This is a brainstorming to collect more specific details of what does it mean for a relay to be trust-worthy. Please reply with your requirements. This topic will be updated to reflect the main findings.
With the current design of proposer/builder separation that will go live at the merge, the relay is still a trusted mediator between proposers and builders.
In particular:
it can steal MEV opportunities from builders
it can lie on the amount to be paid to the proposer
it can withhold the block body after it has been signed by the proposer
it can deliver an invalid block to the proposer
it can filter out any transactions it dislikes
So a relay has to promise to do its best effort to avoid those situations, it has to promise to be trust-worthy.
this could broken down into the first round getting bids or the second round getting the full blocks
just want to point out there is a 1 second timeout at the moment for mev-boost to provide any available bids before clients will fall back to their local builder
This now seems the easier, cheaper, and more forward-looking option. I’m aware this brings challenges to Lido and maybe some other node operators, so we have to continue building on top of it to come with a solution that is satisfactory for everybody.
At the very least, it has to be documented. From there, the fancier the better. I imagine a system that when a tag is created, the source and the binaries are published, this triggers integration tests in staging, then canary deployment in production, and then full release. Everything automated with manual gates to move to the next stage.

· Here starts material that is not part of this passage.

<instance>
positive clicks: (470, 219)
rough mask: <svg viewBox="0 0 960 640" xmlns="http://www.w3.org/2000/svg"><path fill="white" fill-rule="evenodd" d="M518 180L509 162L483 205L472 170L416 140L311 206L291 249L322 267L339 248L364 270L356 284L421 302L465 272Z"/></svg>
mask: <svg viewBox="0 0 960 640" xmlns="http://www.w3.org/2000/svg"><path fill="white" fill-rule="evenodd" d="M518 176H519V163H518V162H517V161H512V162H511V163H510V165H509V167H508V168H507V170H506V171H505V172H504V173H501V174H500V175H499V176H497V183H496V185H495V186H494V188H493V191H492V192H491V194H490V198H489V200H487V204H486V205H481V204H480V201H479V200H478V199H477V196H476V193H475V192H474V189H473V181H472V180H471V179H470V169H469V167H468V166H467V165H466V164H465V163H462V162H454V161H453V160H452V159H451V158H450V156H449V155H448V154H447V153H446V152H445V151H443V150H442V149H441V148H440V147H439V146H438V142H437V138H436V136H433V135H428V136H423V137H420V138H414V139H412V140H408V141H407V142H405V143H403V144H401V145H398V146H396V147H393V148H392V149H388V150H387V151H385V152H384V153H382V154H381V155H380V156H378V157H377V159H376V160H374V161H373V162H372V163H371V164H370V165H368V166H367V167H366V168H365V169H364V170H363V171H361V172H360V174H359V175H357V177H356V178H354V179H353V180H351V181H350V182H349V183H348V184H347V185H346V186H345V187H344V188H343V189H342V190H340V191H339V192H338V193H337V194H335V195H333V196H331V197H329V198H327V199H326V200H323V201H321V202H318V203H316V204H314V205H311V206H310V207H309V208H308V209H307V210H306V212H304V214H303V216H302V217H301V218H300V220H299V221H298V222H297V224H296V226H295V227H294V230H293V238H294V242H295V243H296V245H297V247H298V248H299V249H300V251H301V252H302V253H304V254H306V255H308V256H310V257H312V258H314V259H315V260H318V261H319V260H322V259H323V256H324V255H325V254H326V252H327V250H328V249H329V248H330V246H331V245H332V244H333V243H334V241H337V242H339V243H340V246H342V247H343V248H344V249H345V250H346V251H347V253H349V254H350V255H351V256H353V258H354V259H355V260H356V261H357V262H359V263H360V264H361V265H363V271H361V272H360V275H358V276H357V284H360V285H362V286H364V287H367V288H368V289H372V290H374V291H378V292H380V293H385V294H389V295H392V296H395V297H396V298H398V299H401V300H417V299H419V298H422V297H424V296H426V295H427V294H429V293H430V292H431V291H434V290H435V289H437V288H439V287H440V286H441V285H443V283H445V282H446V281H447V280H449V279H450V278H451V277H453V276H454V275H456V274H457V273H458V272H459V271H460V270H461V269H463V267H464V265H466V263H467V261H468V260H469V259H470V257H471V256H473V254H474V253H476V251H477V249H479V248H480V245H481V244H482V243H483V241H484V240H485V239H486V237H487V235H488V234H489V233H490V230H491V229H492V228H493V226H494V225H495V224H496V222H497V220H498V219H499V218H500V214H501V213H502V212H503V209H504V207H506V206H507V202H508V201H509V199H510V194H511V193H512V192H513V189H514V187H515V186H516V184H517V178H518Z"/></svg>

This is, of course, hard. We have been improving our infrastructure, we are hiring a second devops engineer, and plan to share more about the way we run our relay. We have been supporting other teams that run relays, and I would be very happy to collaborate with them on improving our release processes.
When it comes to performance I think we should add uptime here. However, I do think it is important that the /eth/v1/builder/status endpoint be dynamic and return the last block number/header or a timestamp. Otherwise there’s nothing preventing a relay from setting their /eth/v1/builder/status endpoint to a statically served page to created artificial uptime. Curious to hear thoughts on this.